Arkansas Rule of Evidence 606, Competency of Juror as Witness, provides in pertinent part as follows:
(b) Inquiry into Validity of Verdict or Indictment. Upon an inquiry into the validity of a verdict or indictment, a juror may not testify as to any matter or statement occurring during the course of the jury's deliberations or to the effect of anything upon his or any other juror's mind or emotions as influencing him to assent to or dissent from the verdict or indictment or concerning his mental processes in connection therewith, nor may his affidavit or evidence of any statement by him concerning a matter about which he would be precluded from testifying be received, but a juror may testify on the questions whether extraneous prejudicial information was improperly brought to the jury's attention or whether any outside influence was improperly brought to bear upon any juror.
The purpose of this rule is to balance the freedom of secret jury deliberations with the ability to correct an irregularity in those deliberations. Davis v. State , 330 Ark. 501, 511, 956 S.W.2d 163, 168 (1997). We do not read the language of Rule 606(b) to preclude the questioning of Juror 4 as to what he had researched on his cell phone and shared with the other jurors. Rather, "a juror may testify on the question[ ] whether extraneous prejudicial information was improperly brought to the jury's attention," and what that information consisted of is an integral part of the testimony and is necessary for deciding whether a reasonable possibility of prejudice exists. In short, there is nothing in either Rule 606(b) or any precedent of which we are aware that would have prevented the circuit court from undertaking a reasonable inquiry into the nature of the extraneous information when it was brought to the court's attention during deliberations.
We are troubled by the trial court's denial of the motion for mistrial without a proper inquiry into the extrinsic information presented to the jury by Juror 4, but we conclude that there was no reasonable probability of prejudice to appellant in this particular case. A definition of the term "hung jury" is unlikely to result in prejudice to appellant, particularly in this case where the jury was, in fact, hung on the first count, kidnapping, and appellant received a mistrial on that charge. The definition of "hung jury" did not concern appellant's claim of innocence or the degree of his guilt. Researching the factual history of the case or even the definition of a term included in the elements of an offense would be much more likely to be prejudicial. In Franks v.
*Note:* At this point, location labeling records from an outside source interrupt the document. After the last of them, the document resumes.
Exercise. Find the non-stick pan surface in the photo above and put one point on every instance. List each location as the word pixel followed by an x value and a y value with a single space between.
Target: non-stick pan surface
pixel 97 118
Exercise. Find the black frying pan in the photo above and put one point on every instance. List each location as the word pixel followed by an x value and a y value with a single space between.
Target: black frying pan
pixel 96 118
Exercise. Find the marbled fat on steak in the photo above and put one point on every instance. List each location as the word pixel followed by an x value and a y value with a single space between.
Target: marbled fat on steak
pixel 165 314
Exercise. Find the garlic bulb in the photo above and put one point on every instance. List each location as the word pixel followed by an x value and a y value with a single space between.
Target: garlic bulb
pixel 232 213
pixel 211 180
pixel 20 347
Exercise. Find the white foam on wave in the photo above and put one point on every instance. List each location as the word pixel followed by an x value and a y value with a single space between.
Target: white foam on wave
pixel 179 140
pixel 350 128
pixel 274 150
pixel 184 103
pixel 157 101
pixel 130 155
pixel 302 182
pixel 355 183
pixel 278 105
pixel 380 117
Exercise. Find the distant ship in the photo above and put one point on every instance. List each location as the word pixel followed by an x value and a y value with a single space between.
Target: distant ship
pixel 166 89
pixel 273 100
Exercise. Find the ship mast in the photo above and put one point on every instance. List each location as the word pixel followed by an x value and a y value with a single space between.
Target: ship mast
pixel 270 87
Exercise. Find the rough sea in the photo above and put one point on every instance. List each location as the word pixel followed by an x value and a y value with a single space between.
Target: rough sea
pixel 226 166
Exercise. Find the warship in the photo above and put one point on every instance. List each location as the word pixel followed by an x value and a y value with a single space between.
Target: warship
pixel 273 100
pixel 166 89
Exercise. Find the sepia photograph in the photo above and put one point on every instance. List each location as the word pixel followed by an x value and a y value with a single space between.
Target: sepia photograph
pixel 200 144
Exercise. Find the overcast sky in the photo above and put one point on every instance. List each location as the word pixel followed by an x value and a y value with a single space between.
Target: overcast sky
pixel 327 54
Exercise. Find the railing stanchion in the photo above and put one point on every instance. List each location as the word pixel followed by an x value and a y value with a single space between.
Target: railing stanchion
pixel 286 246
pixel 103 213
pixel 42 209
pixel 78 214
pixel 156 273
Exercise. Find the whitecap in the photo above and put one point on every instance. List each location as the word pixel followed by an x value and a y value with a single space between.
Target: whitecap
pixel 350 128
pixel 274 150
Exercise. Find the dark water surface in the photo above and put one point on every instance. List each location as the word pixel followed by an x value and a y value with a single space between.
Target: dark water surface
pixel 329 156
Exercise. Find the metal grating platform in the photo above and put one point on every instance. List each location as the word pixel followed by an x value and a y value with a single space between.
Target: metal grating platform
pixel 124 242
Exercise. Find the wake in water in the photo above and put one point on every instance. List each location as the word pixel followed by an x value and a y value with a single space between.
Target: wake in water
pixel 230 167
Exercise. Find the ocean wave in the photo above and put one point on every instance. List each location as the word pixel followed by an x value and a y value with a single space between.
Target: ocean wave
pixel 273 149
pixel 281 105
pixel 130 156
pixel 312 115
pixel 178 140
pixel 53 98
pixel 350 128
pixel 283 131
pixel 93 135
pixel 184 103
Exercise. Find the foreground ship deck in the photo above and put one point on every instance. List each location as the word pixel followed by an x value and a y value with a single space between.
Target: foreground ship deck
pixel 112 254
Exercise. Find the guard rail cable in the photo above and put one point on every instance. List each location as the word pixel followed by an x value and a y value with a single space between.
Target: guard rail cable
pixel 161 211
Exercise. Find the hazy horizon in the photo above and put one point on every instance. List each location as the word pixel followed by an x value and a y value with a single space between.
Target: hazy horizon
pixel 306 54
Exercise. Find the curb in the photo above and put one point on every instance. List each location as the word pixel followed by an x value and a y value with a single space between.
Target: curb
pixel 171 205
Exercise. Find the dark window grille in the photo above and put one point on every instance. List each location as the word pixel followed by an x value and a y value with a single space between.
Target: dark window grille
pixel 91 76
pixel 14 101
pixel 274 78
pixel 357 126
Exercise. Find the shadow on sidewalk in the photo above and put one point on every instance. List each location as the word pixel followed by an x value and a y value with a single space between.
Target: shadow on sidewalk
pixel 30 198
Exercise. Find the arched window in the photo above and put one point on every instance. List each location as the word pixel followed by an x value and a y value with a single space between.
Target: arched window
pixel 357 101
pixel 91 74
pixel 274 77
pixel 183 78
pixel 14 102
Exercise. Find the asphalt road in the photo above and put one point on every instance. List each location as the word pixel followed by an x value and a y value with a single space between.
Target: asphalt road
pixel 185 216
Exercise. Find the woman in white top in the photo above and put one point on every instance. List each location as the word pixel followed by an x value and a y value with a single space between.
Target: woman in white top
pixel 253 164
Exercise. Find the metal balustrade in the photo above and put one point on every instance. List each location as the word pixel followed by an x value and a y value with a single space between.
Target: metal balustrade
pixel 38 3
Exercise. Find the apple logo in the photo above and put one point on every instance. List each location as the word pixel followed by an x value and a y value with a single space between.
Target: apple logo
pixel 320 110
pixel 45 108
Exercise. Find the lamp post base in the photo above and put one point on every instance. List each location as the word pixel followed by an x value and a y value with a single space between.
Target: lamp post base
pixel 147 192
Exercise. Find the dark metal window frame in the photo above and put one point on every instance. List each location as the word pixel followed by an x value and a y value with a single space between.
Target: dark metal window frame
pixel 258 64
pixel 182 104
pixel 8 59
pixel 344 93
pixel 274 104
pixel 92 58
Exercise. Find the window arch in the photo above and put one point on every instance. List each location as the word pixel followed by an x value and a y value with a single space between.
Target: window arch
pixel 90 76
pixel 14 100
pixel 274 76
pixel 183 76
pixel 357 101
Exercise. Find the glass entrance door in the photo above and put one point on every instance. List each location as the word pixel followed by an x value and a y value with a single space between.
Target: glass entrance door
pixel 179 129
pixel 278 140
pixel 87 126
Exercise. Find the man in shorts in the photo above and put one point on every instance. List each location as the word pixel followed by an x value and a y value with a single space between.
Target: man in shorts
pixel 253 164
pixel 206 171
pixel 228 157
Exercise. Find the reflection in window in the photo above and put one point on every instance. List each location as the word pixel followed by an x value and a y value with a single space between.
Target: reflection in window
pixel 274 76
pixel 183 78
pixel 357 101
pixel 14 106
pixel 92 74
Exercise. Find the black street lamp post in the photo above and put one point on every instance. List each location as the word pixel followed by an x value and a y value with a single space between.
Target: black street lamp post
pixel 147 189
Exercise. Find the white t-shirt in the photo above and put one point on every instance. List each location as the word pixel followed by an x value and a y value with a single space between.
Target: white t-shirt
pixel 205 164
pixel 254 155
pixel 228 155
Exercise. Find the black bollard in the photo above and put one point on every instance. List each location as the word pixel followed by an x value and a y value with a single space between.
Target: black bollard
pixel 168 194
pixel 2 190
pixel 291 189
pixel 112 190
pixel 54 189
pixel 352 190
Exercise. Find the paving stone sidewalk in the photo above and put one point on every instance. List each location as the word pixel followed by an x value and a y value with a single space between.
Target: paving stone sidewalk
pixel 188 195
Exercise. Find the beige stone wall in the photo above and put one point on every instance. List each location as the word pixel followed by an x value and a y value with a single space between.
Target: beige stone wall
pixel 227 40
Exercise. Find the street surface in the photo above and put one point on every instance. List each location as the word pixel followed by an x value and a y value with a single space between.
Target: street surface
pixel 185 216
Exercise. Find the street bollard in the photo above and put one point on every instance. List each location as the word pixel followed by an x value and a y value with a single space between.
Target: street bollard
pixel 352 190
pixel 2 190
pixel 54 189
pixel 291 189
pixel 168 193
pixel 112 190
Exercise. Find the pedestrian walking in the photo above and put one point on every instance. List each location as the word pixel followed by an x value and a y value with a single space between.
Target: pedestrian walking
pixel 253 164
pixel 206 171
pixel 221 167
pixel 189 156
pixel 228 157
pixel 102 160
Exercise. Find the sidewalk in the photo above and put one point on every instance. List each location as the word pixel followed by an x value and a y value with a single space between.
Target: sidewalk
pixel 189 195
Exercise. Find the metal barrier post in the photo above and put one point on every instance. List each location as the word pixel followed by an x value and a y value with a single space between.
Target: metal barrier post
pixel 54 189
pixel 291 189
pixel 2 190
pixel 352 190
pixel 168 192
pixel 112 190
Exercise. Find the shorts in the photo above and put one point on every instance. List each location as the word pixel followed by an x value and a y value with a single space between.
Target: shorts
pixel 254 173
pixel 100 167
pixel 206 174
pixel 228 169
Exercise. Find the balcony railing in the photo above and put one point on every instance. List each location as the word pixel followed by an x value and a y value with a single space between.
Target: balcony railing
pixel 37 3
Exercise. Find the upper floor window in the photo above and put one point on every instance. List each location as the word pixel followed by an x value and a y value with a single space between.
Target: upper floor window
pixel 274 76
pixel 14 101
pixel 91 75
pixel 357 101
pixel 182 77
State , 306 Ark. 75, 811 S.W.2d 301 (1991), the jurors used a dictionary to look up the definition of "premeditation." This court affirmed the denial of Franks's motion for new trial, writing: "While we agree that, generally, it is misconduct for a jury to seek out reading material without the knowledge of the court and the parties, prejudice does not occur in every case." Furthermore, this court has observed that a defendant is entitled to a fair trial, not a perfect trial. State v. Cherry , 341 Ark. 924, 931, 20 S.W.3d 354, 358 (2000). We hold that appellant could not show a reasonable possibility of prejudice in this case, and we therefore affirm on this point.
III. Rule 4–3(i)
In compliance with Arkansas Supreme Court Rule 4–3(i), the record has been examined for all objections, motions, and requests made by either party that were decided adversely to appellant, and no prejudicial error has been found.
Affirmed.
Baker, J., concurs.
Hart, J., dissents.
Josephine Linker Hart, Justice, dissenting.
The majority is correct when it states that the circuit court erred in its handling of Mr. Finch's assertion of his right to represent himself and in its handling of the juror misconduct situation. However, the majority errs when it fails to order a new trial. Mr. Finch was denied the trial that he was guaranteed under the Sixth Amendment to the United States Constitution and article 2, section 10 of the Arkansas Constitution. In affirming this case, the majority makes errors of fact and law with regard to Mr. Finch's right to represent himself. Likewise, the majority completely ignores our jurisprudence with regard to juror misconduct that consists of accessing the internet with a mobile phone during deliberations. Mr. Finch deserves a new trial.
Contrary to the majority's assurances, its rationale for affirming the circuit court's denial of Mr. Finch's right to discharge his appointed counsel and represent himself is not supported by the record. The majority's assertion that Mr. Finch's request "was not unequivocal" is belied by the fact that Mr. Finch's request to represent himself was made both orally and in writing.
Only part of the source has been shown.